Asynchronous Inference Using Python SDK

Server-Side Asynchronous Inference Using the Python SDK

For more information on specific methods in the Python SDK, please view our API reference guide.

The Asynchronous Inference API aims to help alleviate the problem of how long inferences can take so you can provide responses faster to clients. The inference data is stored for 24 hours and is then deleted. This can be used simply in the Python SDK due to it managing your headers and also authentication, as well as providing helper methods to manage the responses received from the server.


Please follow How to create an OctoAI API token if you don't have one already.

Let's go ahead and expand on our example from the Whisper speech recognition template.

The basic setup is still the same as in the previous example.

from octoai.client import Client
from octoai.types import Audio
import time

audio_base64 = Audio.from_file("she_sells_seashells.wav").audio_b64  # put your file location here
inputs = {"language": "en", "task": "transcribe", "audio": audio_base64}
OCTOAI_API_TOKEN = "API Token goes here from guide on creating OctoAI API token"
# The client will also identify if OCTOAI_TOKEN is set as an environment variable
client = Client(token=OCTOAI_API_TOKEN)

whisper_url = ""
whisper_health_check = ""

# First, you can verify the endpoint is healthy.
if client.health_check(whisper_health_check) == 200:
  future = client.infer_async(whisper_url, inputs)

# Typically, you'd collect additional futures then poll for status,
# but for the sake of example...
while not client.is_future_ready(future):
# Once the results are ready, you can use them in the same way as you
# typically do for quick start templates.
result = client.get_future_result(future)

assert (
  "She sells seashells by the seashore"
  in result["response"]["segments"][0]["text"]

The pattern of creating a future with the same URL and inputs is the same regardless of the QuickStart template you're using.

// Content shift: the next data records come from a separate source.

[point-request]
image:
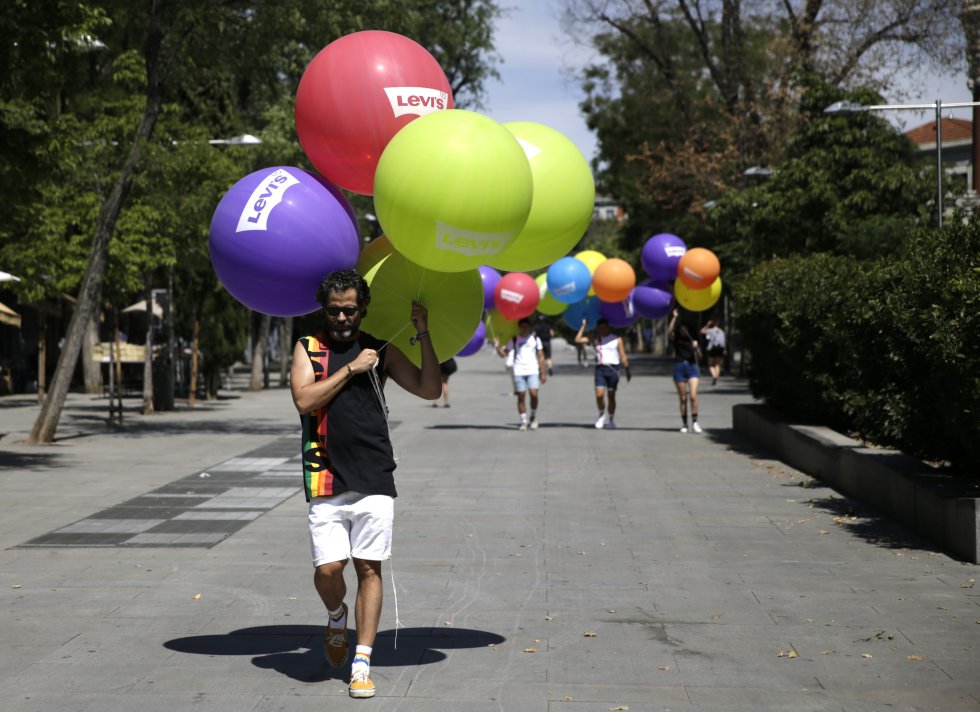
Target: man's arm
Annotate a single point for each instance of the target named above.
(425, 382)
(310, 394)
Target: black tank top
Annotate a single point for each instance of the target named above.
(359, 457)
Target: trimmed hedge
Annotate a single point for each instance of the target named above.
(886, 350)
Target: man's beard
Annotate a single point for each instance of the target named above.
(346, 331)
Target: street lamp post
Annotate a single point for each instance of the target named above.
(850, 107)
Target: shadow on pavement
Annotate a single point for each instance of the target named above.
(297, 650)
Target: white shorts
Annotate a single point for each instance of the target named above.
(351, 524)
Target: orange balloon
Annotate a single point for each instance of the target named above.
(613, 280)
(698, 268)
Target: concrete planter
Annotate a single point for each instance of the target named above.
(943, 509)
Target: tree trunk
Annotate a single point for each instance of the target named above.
(970, 18)
(192, 384)
(47, 420)
(260, 344)
(148, 358)
(285, 350)
(42, 361)
(91, 369)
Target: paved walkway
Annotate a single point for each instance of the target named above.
(166, 566)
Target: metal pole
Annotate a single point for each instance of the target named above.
(939, 163)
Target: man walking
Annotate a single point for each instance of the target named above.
(337, 381)
(529, 370)
(610, 354)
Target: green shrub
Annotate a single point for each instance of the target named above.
(885, 350)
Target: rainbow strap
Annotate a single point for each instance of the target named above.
(318, 477)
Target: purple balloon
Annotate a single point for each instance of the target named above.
(653, 299)
(620, 314)
(490, 277)
(276, 233)
(660, 256)
(476, 342)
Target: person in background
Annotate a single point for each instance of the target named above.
(544, 332)
(687, 375)
(715, 348)
(529, 370)
(609, 355)
(446, 368)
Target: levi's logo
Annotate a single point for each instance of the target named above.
(564, 289)
(530, 150)
(469, 242)
(266, 196)
(416, 100)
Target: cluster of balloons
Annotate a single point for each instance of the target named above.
(589, 286)
(689, 275)
(454, 192)
(459, 198)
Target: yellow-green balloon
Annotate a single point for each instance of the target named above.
(697, 299)
(372, 255)
(548, 305)
(454, 302)
(592, 259)
(564, 198)
(499, 327)
(452, 190)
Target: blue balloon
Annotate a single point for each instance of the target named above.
(569, 280)
(585, 309)
(490, 277)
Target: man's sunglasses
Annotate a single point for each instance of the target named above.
(336, 311)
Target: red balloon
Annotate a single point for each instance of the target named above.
(516, 295)
(356, 94)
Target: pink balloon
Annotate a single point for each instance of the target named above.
(516, 295)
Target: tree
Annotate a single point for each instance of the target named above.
(224, 64)
(692, 92)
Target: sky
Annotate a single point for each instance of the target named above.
(536, 84)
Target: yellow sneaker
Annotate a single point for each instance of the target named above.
(361, 685)
(335, 643)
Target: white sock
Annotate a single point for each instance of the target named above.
(362, 660)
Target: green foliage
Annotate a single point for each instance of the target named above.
(849, 185)
(880, 348)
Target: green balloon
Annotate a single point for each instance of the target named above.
(564, 199)
(454, 301)
(452, 190)
(372, 255)
(548, 305)
(500, 327)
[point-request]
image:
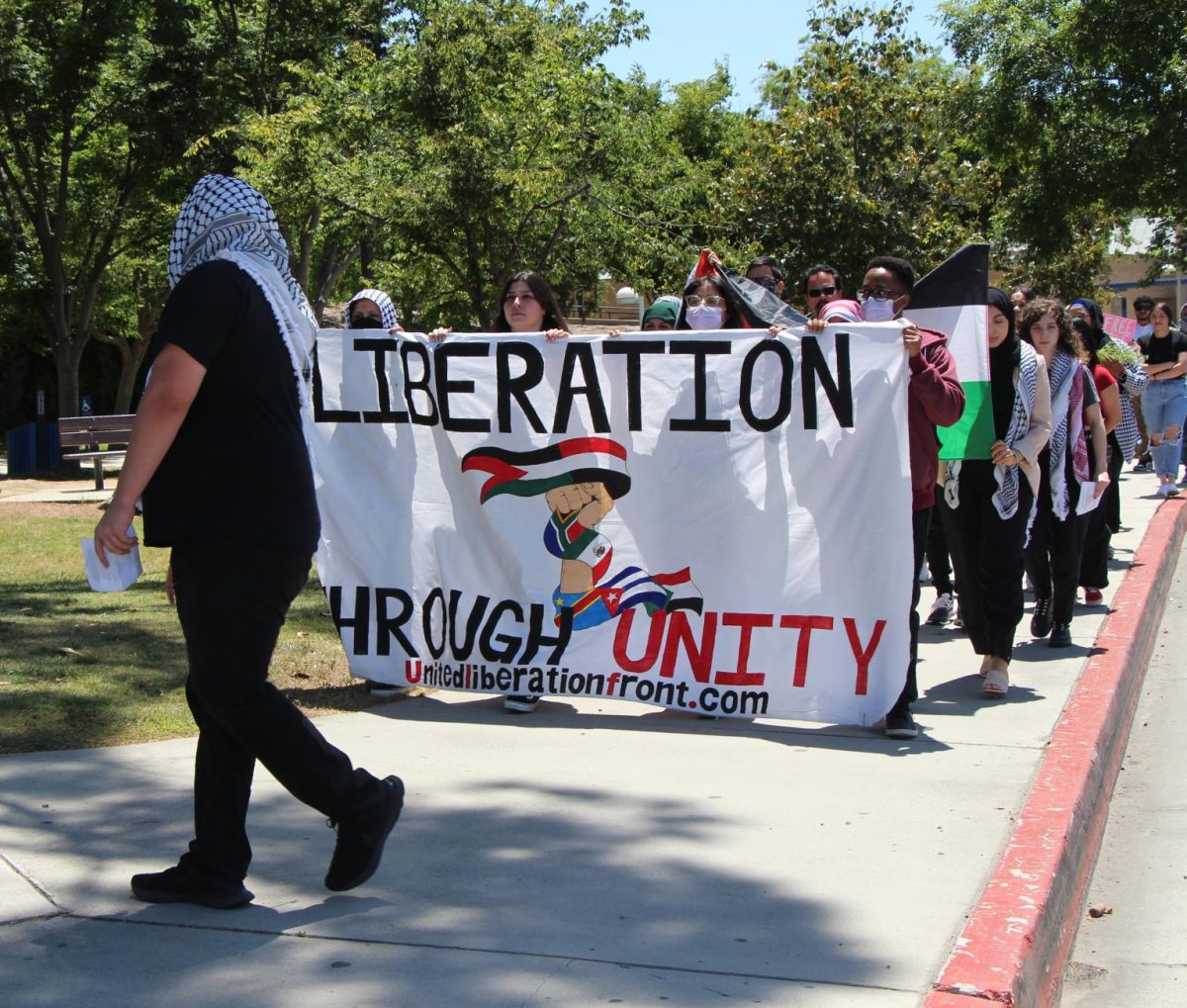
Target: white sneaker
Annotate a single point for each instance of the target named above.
(942, 610)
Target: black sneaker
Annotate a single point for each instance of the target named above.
(361, 837)
(384, 688)
(179, 884)
(1040, 622)
(900, 724)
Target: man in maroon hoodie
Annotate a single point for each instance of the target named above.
(935, 398)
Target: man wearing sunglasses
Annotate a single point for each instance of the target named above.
(766, 272)
(822, 284)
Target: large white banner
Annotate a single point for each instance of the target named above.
(716, 522)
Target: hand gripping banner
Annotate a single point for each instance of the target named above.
(715, 522)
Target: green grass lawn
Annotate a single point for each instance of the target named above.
(82, 669)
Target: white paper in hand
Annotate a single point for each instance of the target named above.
(1089, 499)
(122, 571)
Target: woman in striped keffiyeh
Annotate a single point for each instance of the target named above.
(1056, 537)
(988, 503)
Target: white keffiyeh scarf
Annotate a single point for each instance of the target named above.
(386, 309)
(1067, 411)
(227, 219)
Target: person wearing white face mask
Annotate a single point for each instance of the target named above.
(935, 399)
(707, 306)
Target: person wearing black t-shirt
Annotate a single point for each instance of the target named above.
(219, 454)
(1164, 401)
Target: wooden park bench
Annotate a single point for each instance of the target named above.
(101, 439)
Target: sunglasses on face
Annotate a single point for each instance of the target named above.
(877, 294)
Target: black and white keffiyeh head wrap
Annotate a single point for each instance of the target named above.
(1006, 500)
(226, 218)
(386, 309)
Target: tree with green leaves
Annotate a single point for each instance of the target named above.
(502, 142)
(1074, 105)
(108, 110)
(856, 151)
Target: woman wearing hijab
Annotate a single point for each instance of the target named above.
(988, 503)
(225, 412)
(1164, 401)
(1056, 534)
(662, 315)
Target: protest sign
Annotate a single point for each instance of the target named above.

Cloned templates also allow this feature, however require the use of a token.

For more information on the basics of accepted inputs for each template, the Overview: QuickStart AI Templates on SDK. If you merge those steps with client.infer_async and client.is_future_ready as well as client.get_future_result, all QuickStart templates can be used asynchronously on the server side, allowing you to collect futures and poll for when one is ready then surface those results. More information about these methods is available at the SDK Reference.